A bottom-up machine learning approach selects the most accurate and stable model among ~96,000 and derives the relationship between 147 predictors and labels corresponding to regional channel types in a three-tiered framework which: (i) define a tractable problem; assess model performance (ii) in statistical learning; and (iii) in prediction. In the present application to the Sacramento River basin (California, USA), the developed framework selects a Random Forest model to predict 10 channel types previously determined from 290 field-surveys over 108,943 200-m stream interval.

Performance in statistical learning is high with a 65% median cross-validation accuracy and a 0.91 mean multiclass Area Under Curve value. Furthermore, the predictions coherently capture the expected geomorphic organization of the landscape. As main metric of uncertainty, we include for each stream-segment the entropy calculated from the posterior probabilities output from the machine learning algorithm. For completeness, evenness and richness are also reported.
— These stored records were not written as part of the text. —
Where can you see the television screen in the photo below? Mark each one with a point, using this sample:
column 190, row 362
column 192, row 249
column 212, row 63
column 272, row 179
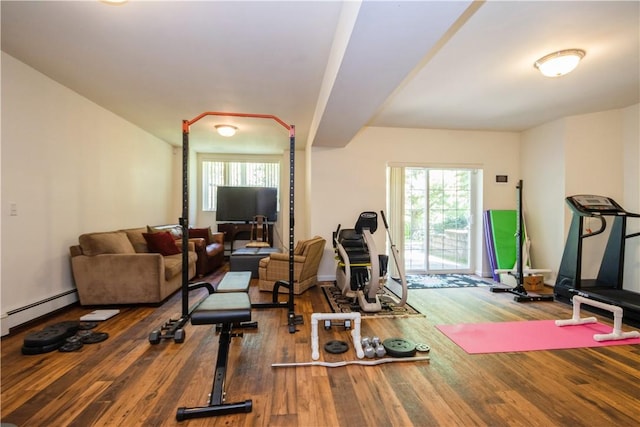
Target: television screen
column 243, row 203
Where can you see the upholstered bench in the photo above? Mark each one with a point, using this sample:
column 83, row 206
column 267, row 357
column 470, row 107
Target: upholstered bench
column 248, row 259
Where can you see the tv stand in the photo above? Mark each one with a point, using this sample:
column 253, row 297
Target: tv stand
column 240, row 231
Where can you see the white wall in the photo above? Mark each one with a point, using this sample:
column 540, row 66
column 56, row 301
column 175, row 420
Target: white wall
column 586, row 154
column 543, row 175
column 346, row 181
column 70, row 167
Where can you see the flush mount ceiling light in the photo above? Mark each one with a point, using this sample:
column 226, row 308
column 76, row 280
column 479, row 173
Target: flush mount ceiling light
column 559, row 63
column 226, row 130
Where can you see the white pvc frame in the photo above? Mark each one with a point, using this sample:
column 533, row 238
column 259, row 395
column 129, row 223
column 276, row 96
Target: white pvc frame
column 355, row 331
column 616, row 334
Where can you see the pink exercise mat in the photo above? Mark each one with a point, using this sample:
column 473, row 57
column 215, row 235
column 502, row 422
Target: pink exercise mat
column 502, row 337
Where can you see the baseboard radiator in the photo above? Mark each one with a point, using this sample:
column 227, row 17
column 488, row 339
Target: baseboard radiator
column 19, row 316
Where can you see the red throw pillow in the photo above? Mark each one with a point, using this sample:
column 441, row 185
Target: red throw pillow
column 161, row 243
column 200, row 233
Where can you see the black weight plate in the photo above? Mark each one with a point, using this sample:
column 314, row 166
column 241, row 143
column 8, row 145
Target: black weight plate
column 43, row 349
column 95, row 337
column 399, row 347
column 71, row 346
column 46, row 337
column 336, row 347
column 83, row 326
column 423, row 348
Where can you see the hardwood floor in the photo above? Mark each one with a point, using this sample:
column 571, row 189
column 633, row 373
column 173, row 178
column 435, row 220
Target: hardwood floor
column 126, row 381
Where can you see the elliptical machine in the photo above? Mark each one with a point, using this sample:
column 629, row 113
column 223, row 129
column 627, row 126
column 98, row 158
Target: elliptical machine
column 361, row 271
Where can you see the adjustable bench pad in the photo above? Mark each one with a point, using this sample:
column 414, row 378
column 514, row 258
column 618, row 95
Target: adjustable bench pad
column 235, row 281
column 222, row 308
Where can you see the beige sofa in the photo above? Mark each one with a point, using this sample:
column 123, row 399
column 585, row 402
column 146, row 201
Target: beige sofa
column 117, row 267
column 306, row 260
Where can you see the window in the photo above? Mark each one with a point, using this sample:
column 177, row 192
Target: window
column 433, row 209
column 236, row 174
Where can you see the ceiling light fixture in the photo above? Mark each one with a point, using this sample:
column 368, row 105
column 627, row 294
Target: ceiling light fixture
column 559, row 63
column 226, row 130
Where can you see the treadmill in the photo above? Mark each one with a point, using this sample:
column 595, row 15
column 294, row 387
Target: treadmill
column 607, row 287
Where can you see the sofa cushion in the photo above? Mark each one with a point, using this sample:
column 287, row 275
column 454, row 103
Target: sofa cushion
column 137, row 239
column 203, row 233
column 162, row 243
column 111, row 242
column 172, row 266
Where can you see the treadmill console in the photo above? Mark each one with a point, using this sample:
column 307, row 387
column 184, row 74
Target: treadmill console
column 587, row 204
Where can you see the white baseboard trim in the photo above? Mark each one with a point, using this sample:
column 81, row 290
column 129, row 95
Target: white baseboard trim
column 327, row 278
column 38, row 309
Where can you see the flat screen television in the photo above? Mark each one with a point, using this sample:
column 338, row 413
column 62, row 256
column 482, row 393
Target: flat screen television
column 243, row 203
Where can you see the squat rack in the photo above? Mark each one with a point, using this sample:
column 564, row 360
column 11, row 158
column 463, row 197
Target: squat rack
column 173, row 328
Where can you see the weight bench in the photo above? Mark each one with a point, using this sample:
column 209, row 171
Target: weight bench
column 229, row 305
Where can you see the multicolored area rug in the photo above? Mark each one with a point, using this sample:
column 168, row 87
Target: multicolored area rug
column 437, row 281
column 389, row 301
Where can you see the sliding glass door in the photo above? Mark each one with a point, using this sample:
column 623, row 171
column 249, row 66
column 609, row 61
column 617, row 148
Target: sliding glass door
column 437, row 220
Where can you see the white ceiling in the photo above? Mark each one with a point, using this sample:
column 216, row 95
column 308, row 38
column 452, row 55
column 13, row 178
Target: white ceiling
column 329, row 68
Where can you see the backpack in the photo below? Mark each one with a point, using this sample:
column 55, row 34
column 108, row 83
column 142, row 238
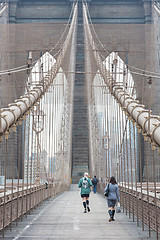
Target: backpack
column 85, row 183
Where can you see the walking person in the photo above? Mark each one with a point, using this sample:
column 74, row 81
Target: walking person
column 85, row 184
column 113, row 196
column 94, row 182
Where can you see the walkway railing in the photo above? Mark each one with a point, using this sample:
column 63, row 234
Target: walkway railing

The predictions included in this dataset corresponds to an aggregated version of the output from the machine learning framework. Each initial 200-m stream interval was aggregated by using their COMIDs from the National Hydrography Dataset corresponding to the most common identifier used by stake-holders. For each resulting NHD stream line, the 200-m scale probabilities associated to each channel types are summed and normalized to sum to one.

Usage notes

  • Format: shapefile (.shp)
  • Spatial reference:
    • Projection: California Albers
    • Datum: NAD83
    • Units: meters
  • Attributes:
    • COMID: Common identifier of the NHD feature     
    • FDATE: Feature Currency Date     
    • RESOLUTION: Always "Medium"
    • GNIS_ID: Geographic Names Information System ID for the value in GNIS_Name   
    • GNIS_NAME: Feature Name from the Geographic Names Information System
    • LENGTHKM:  Feature length in kilometers
    • REACHCODE: Reach Code assigned to feature
    • FLOWDIR: Flow direction is “WithDigitized” or “Uninitialized”  
    • WBAREACOMI: ComID of an NHD polygonal water feature through which an NHD “Artificial Path” flowline flows
    • FTYPE: NHD Feature Type    
    • FCODE: Numeric codes for various feature attributes in the NHDFCode lookup table    
    • SHAPE_LENG: Feature length in decimal degrees
    • ENABLED: Always "True"   
    • GNIS_NBR: Internal field for data processing
    • group: most probable channel types    
    • shannon: Shannon's entropy calculated from the posterior probabilities  
    • richness: Richness calculated from posterior probabilities
    • evenness: Evenness calculated from posterior probabilities
    • SAC01: posterior probability for channel type SAC01 (i.e. membership)     
    • SAC02: posterior probability for channel type SAC02 (i.e. membership)     
    • SAC03: posterior probability for channel type SAC03 (i.e. membership)     
    • SAC04: posterior probability for channel type SAC04 (i.e. membership)     
    • SAC05: posterior probability for channel type SAC05 (i.e. membership)     
    • SAC06: posterior probability for channel type SAC06 (i.e. membership)     
    • SAC07: posterior probability for channel type SAC07 (i.e. membership)  
    • SAC08: posterior probability for channel type SAC08 (i.e. membership)  
    • SAC09: posterior probability for channel type SAC09 (i.e. membership)  
    • SAC10: posterior probability for channel type SAC10 (i.e. membership) 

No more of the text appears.